Less common in the eastern part of the Downs, steep, wooded hillsides known as hangers proliferate as you go further west towards the Hampshire Downs. Studded with enormous, beautiful beech trees, these woodlands also contain a great deal of ash, which grows like a weed on the Downs and some of the oldest, coppiced trees of the area – small-leaved lime trees, remnants of the original forests that once covered the hills, before the coming of people and their sheep. In other parts, shepherds planted areas of coppiced hazel to provide wood for making their hurdles to control and pen the sheep during shearing.
Some of the steepest slopes on the Downs are found at the top of these deep, bowl-headed dry valleys. The terracette-lined slopes were carved out by melting water at the end of the last ice-age and now provide some of the best-preserved stretches of calcareous grassland in the area, as it was impossible to plough up and “improve” them – in comparison to the flatter areas on the dip slope that were lost forever under arable fields in the 1940s, when the pressures of war required a great effort to produce more food from the landscape – made possible by modern ploughs and fertilisers. These unimproved tracts of grass, therefore, provide habitats for some of the rarest plants in the UK.
Where the coombes widen out, the soil washed down from the steeper hills collects, to form deep, easily-worked and fertile soils and it was here that some of the earliest farming communities formed when humans came back to Sussex after the ice receded and the tundra which covered the Downs thawed. The Beaker People lived here before the coming of the Iron Age and the Celts, but ultimately the lack of natural water in the bottoms forced people down into the Weald, where drinkable water emerges from under the Downs and flows into the rivers.
The Downs have always enjoyed a strategic importance in the wider landscape giving, as they do, commanding views over the Weald.

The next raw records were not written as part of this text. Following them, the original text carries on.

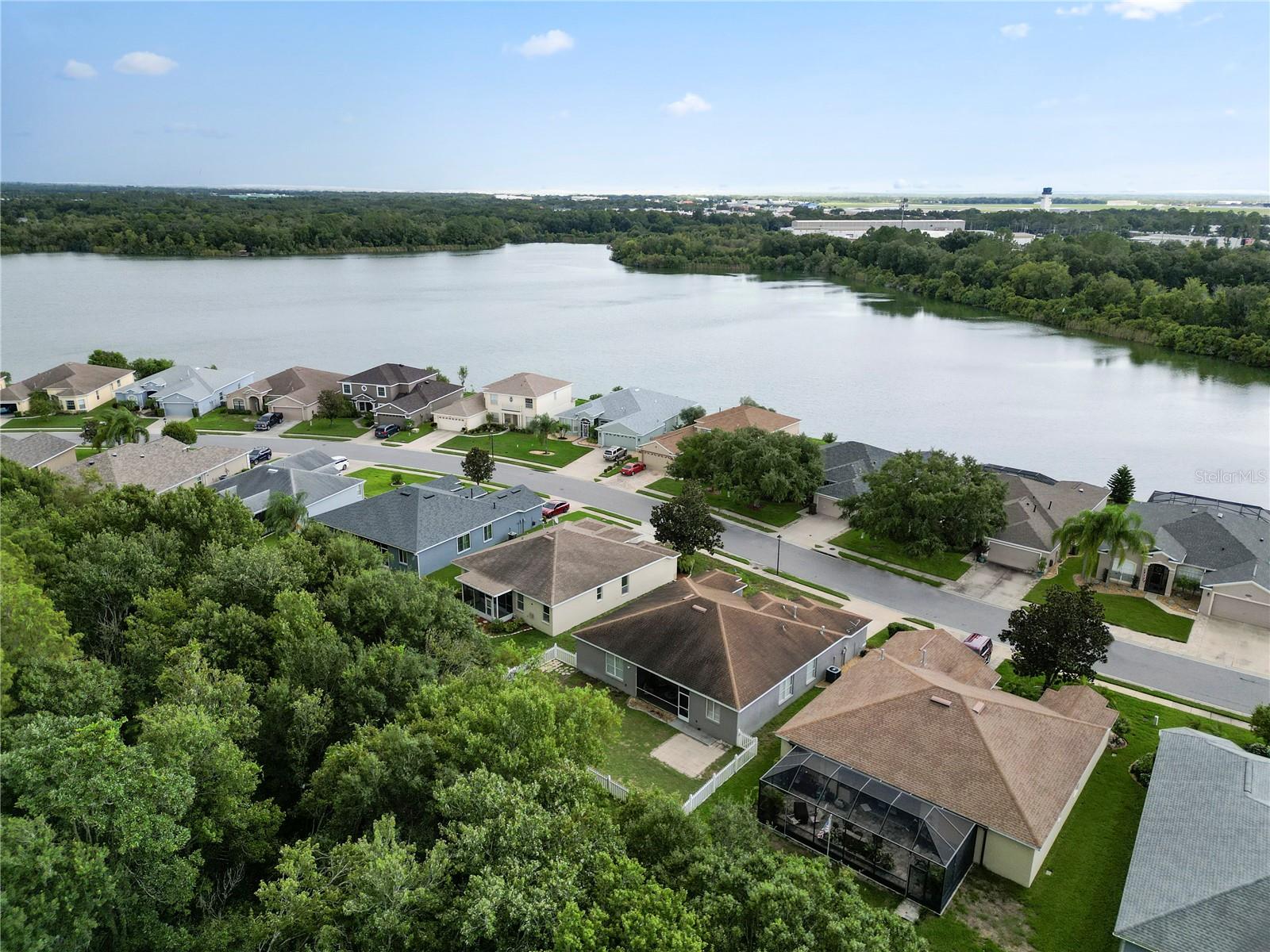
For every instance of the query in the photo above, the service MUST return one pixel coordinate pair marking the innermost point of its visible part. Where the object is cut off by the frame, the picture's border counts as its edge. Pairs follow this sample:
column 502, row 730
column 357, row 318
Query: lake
column 878, row 367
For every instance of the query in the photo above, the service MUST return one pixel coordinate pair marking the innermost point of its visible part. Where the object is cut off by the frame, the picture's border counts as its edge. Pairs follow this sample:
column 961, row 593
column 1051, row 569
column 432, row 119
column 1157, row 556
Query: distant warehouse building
column 856, row 228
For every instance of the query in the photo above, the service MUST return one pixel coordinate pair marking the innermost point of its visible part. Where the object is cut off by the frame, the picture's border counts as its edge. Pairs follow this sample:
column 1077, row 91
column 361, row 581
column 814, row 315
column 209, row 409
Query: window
column 787, row 689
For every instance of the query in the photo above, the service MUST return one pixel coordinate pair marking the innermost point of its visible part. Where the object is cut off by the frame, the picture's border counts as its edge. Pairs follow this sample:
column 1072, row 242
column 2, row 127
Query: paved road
column 1162, row 670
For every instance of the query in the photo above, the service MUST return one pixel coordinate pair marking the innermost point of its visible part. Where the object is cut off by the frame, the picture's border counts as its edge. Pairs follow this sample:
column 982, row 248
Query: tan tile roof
column 560, row 562
column 713, row 641
column 526, row 385
column 1005, row 762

It was a powerful person who could claim control of the Downs and in prehistory they built hill forts, with gleaming-white chalk embankments that could be seen from miles away, proving that power. Long ditches known as Cross Dykes were dug to delineate borders between properties and the dead were venerated with tumuli (burial mounds) that stud the hilltops to this day.
Named from the Saxon word “dûn”, which also gives us the modern word “dune”, the whale-backed rolling hills of the Downs are one of the last bastions of calcareous grassland in the UK and, indeed, in Europe. The long history of grazing on the Downs and folding the sheep on the fields below at night stripped nutrients from the poor soils, while the constant nibbling of the sheep prevented larger plants from growing. This created a unique habitat that is one of the most biodiverse in Europe. An astonishing variety of flowering herbs and rare grasses supports populations of insects from ants, whose hills cover the slopes of some Downs in great profusion to beautiful blue butterflies on the sunnier elevations and the green woodpeckers and skylarks that live on the insects. With the coming of cheap lamb from New Zealand, grazing has declined on the Downs and this unique landscape is under threat from increasing scrub woodland, destroying the herb-rich grassland. Now that the South Downs have been declared a national park, this degradation can, hopefully, be arrested, but we will never see again the Downs as they were before the coming of the plough and the ash, hawthorn and sycamore scrub that has killed some of the rarer plants forever.